当前位置：首页 > news >正文

Gated-SCNN: Gated Shape CNNs for Semantic Segmentation

news 来源：原创 2024/11/15 4:51:52

作者

一、Model of Gated-SCNN

二、 Gated Shape CNN

1.Regular Stream

2.Shape Stream

3. Gate Conv Layer

4.ASPP

5 总代码

三损失函数

1.BoundaryBCELoss

2.DualTaskLoss

作者

一、Model of Gated-SCNN

文章使用了双流CNN来处理语义分割中的边界问题，分为Regular stream 和 Shape stream.
作者认为，在编码器提取的很多特征中，例如纹理，色彩，梯度等很多细节信息，随着卷积的不断加深，会干扰定位信息，因为包含了很多与识别无关的信息，比如整体图中的背景信息，树的细节信息对于网络分割而言，属于噪声，但是轮廓这种信息又不能完全舍去(汽车轮廓).
综上，作者将形状信息作为一个单独的分支，目的是只提取对应的轮廓信息，对应图中的shape stream

二、 Gated Shape CNN

1.Regular Stream

作者使用主流的 Resnet-101 and WideResNet 作为本文的Regular stream，对输入的2D图像提取了分辨率不同的5种特征图。我们把这五种特征图记作 c1,c2,c3,c4,c5. 与此同时，在输入图像时，提取了图像的梯度 image gradients (channel==1). 记为 grad

2.Shape Stream

1. 在shape stream 中，使用了c1,c3,c4,c5以及grad 作为形状流的输入。
2. c3,c4,c5 先经过1x1卷积降为残差结构（channel==1）对应代码中self.res()_conv. channel of c1 保持不变(64)，之后将所有特征图上采样到原图大小(size of grad).
3. 在2的基础上，shape stream 会通过3个residual block，将通道数再次降低一半。
4. 在通过residual block之后，会分别与c3,c4,c5进入Gate Conv Layer 得到最终通道数为8的特征图gate3，再次将gate3降维至1并转化为权重分数表示得到gate。
5. gate 与 grad 以第一维度(channel)拼接融合，形成新的权重。作者也对gate进行了边界损失，防止边界预测错误。最终 shape stream 输出的feat 作为针对形状的预测与regular stream 特征进行融合(加强边界信息)。

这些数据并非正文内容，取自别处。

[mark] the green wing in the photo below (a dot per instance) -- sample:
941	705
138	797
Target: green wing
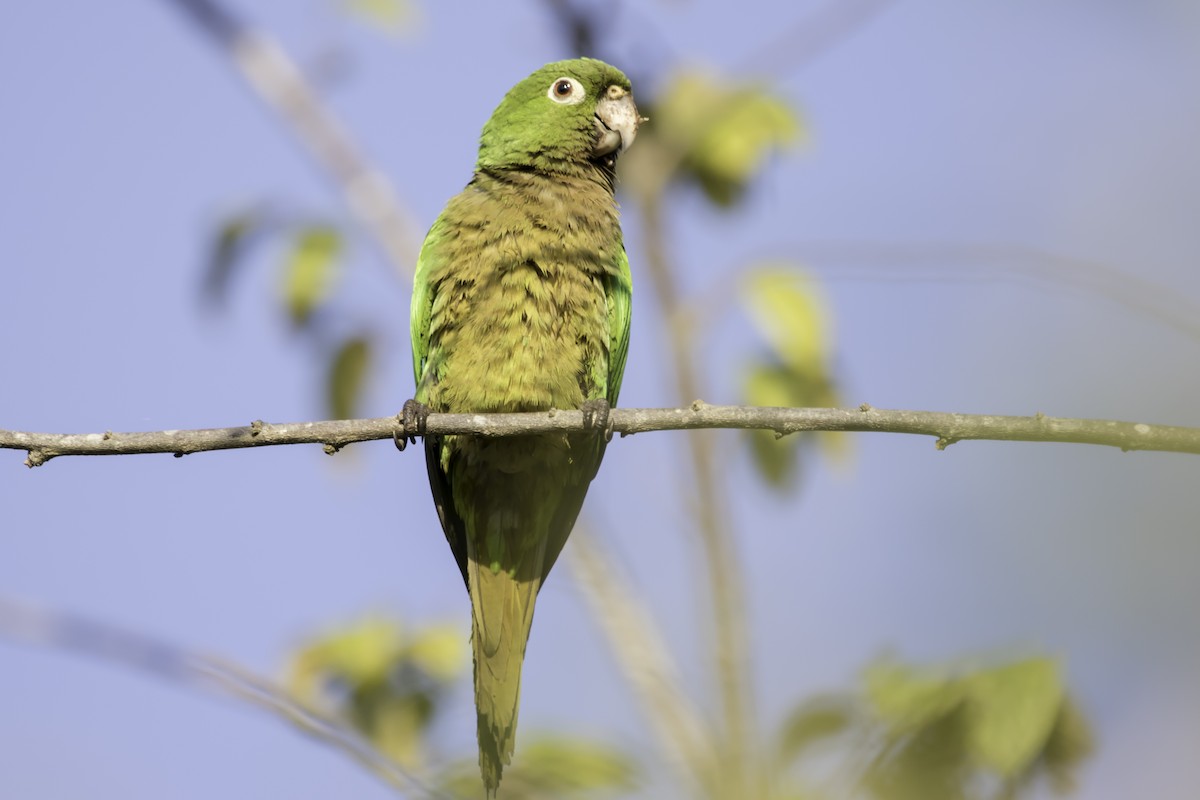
421	311
423	304
621	294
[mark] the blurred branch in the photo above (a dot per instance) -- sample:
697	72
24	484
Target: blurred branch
334	434
281	85
811	37
995	260
645	661
29	625
731	645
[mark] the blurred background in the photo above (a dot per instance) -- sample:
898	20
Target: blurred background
981	208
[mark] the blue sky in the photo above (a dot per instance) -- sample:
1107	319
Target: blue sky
1066	127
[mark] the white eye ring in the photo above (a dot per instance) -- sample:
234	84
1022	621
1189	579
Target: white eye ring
565	91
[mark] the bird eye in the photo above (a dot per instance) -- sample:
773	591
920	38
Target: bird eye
565	91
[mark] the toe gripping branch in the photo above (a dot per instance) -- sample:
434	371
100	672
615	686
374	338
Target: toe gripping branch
409	423
597	417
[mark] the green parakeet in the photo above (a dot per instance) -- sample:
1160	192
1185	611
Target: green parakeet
521	302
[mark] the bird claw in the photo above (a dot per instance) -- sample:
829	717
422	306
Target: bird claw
597	417
411	423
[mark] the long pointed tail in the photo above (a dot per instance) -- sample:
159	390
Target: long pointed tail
502	613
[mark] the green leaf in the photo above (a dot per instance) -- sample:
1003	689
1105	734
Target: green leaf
552	767
1012	713
1071	741
310	270
347	377
787	307
233	238
358	655
811	723
906	701
389	16
723	132
439	650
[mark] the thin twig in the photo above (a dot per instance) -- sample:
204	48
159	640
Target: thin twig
731	644
334	434
30	625
811	37
267	67
643	660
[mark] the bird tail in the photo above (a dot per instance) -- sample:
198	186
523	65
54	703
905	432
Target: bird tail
502	613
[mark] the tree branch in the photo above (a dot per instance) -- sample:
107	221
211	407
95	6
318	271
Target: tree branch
279	83
335	434
30	625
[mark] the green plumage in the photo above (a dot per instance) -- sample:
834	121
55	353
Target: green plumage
521	304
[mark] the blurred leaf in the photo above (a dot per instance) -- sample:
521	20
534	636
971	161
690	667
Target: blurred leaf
811	723
1012	711
723	133
553	767
439	650
927	763
1071	741
347	377
907	701
233	238
387	684
390	16
1002	725
310	270
786	306
361	654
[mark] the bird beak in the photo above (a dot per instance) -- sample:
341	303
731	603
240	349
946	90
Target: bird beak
616	121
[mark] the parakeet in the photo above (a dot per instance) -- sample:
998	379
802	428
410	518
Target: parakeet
521	302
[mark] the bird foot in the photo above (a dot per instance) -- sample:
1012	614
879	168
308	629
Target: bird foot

因为edge bce loss的原因，会限制其他细节的得分，例如，色彩，斑点，纹理，以及一些小的梯度，都会被bce loss在反向传播的过程中逐层减弱。这也是形状流只关注形状的主要原因。

class ShapeStream(nn.Module):
    def __init__(self):
        super().__init__()
        self.res2_conv = nn.Conv2d(512, 1, 1)
        self.res3_conv = nn.Conv2d(1024, 1, 1)
        self.res4_conv = nn.Conv2d(2048, 1, 1)
        self.res1 = BasicBlock(64, 64, 1)
        self.res2 = BasicBlock(32, 32, 1)
        self.res3 = BasicBlock(16, 16, 1)
        self.res1_pre = nn.Conv2d(64, 32, 1)
        self.res2_pre = nn.Conv2d(32, 16, 1)
        self.res3_pre = nn.Conv2d(16, 8, 1)
        self.gate1 = GatedConv(32, 32)
        self.gate2 = GatedConv(16, 16)
        self.gate3 = GatedConv(8, 8)
        self.gate = nn.Conv2d(8, 1, 1, bias=False)
        self.fuse = nn.Conv2d(2, 1, 1, bias=False)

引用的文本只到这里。